MUD: manufacturer usage description.
-
MUD file: a file containing YANG-based JSON that describes a Thing and associated suggested specific network behavior.
-
MUD file server: a web server that hosts a MUD file.
-
MUD controller: the system that requests and receives the MUD file from the MUD server. After it has processed a MUD file, it may direct changes to relevant network elements.
-
MUD URL: a URL that can be used by the MUD controller to receive the MUD file.
-
Thing: the device emitting a MUD URL.
-
Manufacturer: the entity that configures the Thing to emit the MUD URL and the one who asserts a recommendation in a MUD file. The manufacturer might not always be the entity that constructs a Thing. It could, for instance, be a systems integrator, or even a component provider.

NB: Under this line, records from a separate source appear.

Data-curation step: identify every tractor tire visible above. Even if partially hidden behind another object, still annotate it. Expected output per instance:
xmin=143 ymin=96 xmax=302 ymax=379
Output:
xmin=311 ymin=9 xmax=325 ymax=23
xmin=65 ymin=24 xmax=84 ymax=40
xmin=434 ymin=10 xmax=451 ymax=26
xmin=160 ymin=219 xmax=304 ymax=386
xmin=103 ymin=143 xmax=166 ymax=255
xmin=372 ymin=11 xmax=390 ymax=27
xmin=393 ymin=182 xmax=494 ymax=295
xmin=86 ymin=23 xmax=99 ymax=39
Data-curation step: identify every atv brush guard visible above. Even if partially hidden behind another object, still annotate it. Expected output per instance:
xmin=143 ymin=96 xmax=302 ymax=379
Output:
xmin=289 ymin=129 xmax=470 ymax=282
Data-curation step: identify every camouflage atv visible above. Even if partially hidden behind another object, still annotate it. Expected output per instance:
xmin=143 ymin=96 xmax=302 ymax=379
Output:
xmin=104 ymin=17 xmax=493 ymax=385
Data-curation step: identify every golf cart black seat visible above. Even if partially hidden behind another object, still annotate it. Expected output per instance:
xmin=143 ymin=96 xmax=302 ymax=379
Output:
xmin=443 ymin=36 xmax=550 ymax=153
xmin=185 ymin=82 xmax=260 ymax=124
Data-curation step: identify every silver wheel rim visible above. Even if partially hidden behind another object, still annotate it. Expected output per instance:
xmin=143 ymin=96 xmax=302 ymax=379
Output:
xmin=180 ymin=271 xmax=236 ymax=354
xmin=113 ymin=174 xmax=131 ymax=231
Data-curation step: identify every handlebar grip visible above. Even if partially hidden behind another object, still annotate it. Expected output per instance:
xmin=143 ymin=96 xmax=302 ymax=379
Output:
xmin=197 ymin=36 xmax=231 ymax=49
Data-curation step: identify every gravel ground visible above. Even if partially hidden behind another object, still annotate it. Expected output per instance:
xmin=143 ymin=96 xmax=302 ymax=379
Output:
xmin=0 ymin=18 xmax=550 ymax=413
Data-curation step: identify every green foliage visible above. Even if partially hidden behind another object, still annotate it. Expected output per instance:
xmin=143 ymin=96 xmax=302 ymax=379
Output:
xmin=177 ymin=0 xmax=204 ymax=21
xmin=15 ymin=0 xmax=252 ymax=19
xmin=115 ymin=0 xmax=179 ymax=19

The notion of intended use is in itself not new. Network administrators apply access lists every day to allow for only such use. This notion of white listing was well described by Chapman and Zwicky in [FW95]. Profiling systems that make use of heuristics to identify types of systems have existed for years as well.
A Thing could just as easily tell the network what sort of access it requires without going into what sort of system it is. This would, in effect, be the converse of [RFC7488]. In seeking a general purpose solution, however, we assume that a device has so few capabilities that it will implement the least necessary capabilities to function properly. This is a basic economic constraint. Unless the network would refuse access to such a device, its developers would have no reason to provide the network any information. To date, such an assertion has held true.
Our work begins with the device emitting a Universal Resource Locator (URL) [RFC3986]. This URL serves both to classify the device type and to provide a means to locate a policy file.
MUD URLs MUST use the HTTPS scheme [RFC7230].
In this memo three means are defined to emit the MUD URL, as follows:
-
A DHCP option[RFC2131],[RFC3315] that the DHCP client uses to inform the DHCP server. The DHCP server may take further actions, such as retrieve the URL or otherwise pass it along to network management system or controller.
-
An X.509 constraint. The IEEE has developed [IEEE8021AR] that provides a certificate-based approach to communicate device characteristics, which itself relies on [RFC5280]. The MUD URL extension is non-critical, as required by IEEE 802.1AR. Various means may be used to communicate that certificate, including Tunnel Extensible Authentication Protocol (TEAP) [RFC7170].
-
Finally, a Link Layer Discovery Protocol (LLDP) frame is defined [IEEE8021AB].